Akka eut un rude travail. Les vieux aigles ne revinrent point, et elle dut à elle seule nourrir l’aiglon. Elle lui apporta des poissons et des grenouilles; l’aiglon ne sembla point se trouver mal de ce régime: il devenait grand et vigoureux. Il oublia vite ses parents, les aigles, et prenait Akka pour sa véritable mère. Akka de son côté l’aimait comme son propre enfant. Elle s’efforça de lui donner une bonne éducation et de le déshabituer de sa férocité naturelle et de son arrogance.

Deux ou trois semaines plus tard, Akka s’aperçut que le temps approchait où elle allait muer et devenir pendant quelque temps incapable de voler. Pendant toute une lunaison elle ne pourrait apporter à manger à l’aiglon.

—Voilà, Gorgo, lui dit Akka, je ne pourrai plus t’apporter du poisson. Il s’agit de savoir si tu pourras te transporter dans la vallée. Il faut choisir: ou mourir de faim ici ou te jeter en bas, ce qui pourra également te coûter la vie.

Sans répliquer, et sans l’ombre d’une hésitation, l’aiglon grimpa sur le bord du nid; il ne daigna même pas mesurer la distance des yeux, étendit ses bouts d’ailes et s’élança. Il pirouetta plusieurs fois en l’air, mais sut pourtant tirer parti de ses ailes assez pour arriver en bas à peu près indemne.

Dans la vallée, Gorgo passa ensuite l’été en compagnie des oisons. Il se considérait comme un des leurs, et tenta de vivre comme eux; lorsqu’ils se jetaient à la nage, il les suivait et manqua se noyer. Il était très humilié de ne pas pouvoir apprendre à nager et s’en plaignit à Akka.

—Pourquoi ne puis-je nager comme les autres?

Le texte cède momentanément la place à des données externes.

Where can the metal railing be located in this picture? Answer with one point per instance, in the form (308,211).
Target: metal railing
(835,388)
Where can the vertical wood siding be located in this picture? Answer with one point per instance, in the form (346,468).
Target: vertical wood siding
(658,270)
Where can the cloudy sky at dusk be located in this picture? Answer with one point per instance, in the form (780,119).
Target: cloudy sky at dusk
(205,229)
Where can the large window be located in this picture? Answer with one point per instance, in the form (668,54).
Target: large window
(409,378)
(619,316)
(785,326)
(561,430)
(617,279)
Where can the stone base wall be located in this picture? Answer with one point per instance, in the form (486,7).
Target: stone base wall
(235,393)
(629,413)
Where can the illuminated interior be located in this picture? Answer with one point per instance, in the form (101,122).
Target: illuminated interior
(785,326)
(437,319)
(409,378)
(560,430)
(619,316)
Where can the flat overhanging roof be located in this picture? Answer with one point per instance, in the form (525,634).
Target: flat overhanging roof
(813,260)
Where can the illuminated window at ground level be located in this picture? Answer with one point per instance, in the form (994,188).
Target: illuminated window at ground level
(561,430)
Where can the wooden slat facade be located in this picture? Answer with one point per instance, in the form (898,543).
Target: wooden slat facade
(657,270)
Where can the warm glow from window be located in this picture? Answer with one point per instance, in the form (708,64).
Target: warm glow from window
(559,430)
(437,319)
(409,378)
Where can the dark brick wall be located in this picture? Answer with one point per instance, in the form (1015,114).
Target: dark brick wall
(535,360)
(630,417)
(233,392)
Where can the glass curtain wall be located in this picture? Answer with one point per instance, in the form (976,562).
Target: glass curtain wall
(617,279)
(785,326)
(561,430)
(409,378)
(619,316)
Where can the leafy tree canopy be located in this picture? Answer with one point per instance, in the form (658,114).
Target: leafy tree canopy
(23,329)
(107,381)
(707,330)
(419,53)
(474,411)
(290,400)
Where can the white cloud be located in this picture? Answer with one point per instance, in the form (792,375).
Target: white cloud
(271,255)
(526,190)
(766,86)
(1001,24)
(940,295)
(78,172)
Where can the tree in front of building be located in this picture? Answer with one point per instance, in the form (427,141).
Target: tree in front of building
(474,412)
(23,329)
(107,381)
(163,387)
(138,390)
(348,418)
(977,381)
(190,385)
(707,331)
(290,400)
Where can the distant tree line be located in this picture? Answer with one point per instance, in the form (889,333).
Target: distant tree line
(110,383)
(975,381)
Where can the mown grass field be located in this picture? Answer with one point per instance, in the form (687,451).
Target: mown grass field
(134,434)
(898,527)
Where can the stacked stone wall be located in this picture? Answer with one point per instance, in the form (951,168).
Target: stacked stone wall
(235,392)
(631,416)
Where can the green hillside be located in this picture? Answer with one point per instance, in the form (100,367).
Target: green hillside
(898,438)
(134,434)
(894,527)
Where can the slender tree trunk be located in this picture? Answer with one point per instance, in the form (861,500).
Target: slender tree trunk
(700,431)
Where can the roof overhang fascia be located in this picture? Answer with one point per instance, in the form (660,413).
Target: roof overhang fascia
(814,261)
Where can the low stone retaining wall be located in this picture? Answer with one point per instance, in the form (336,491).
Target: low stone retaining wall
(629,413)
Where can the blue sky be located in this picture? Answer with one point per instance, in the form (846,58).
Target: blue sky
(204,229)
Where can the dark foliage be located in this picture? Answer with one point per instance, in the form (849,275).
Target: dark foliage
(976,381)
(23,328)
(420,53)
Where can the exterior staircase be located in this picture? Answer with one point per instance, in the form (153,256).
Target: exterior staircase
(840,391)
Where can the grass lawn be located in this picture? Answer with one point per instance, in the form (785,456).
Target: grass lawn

—Tes serres sont devenues trop crochues pendant que tu restais là-haut sur la montagne, dit Akka. Mais ne te désole pas! Tu seras un brave oiseau quand même.

Les ailes de l’aiglon grandissaient vite, mais il n’eut pas l’idée de s’en servir pour voler avant l’automne, époque où les oisons apprirent à voler. Ce fut pour lui un fier moment, car dans ce sport il fut vite le premier. Ses camarades ne restaient jamais longtemps dans l’air, il y passa bientôt tout son temps. Il ne s’était pas encore rendu compte qu’il était d’une autre espèce que les oies, mais il remarqua une foule de choses sur lesquelles il questionna Akka.

—Pourquoi les lagopèdes et les lemmings se sauvent-ils lorsque mon ombre tombe sur le fjell? Ils ne montrent pas cette terreur devant les oisons?

—C’est que tes ailes ont trop poussé pendant que tu étais là-haut sur le gradin, dit Akka. Cela les effraie. Mais ne te désole pas. Tu n’en seras pas moins un brave oiseau.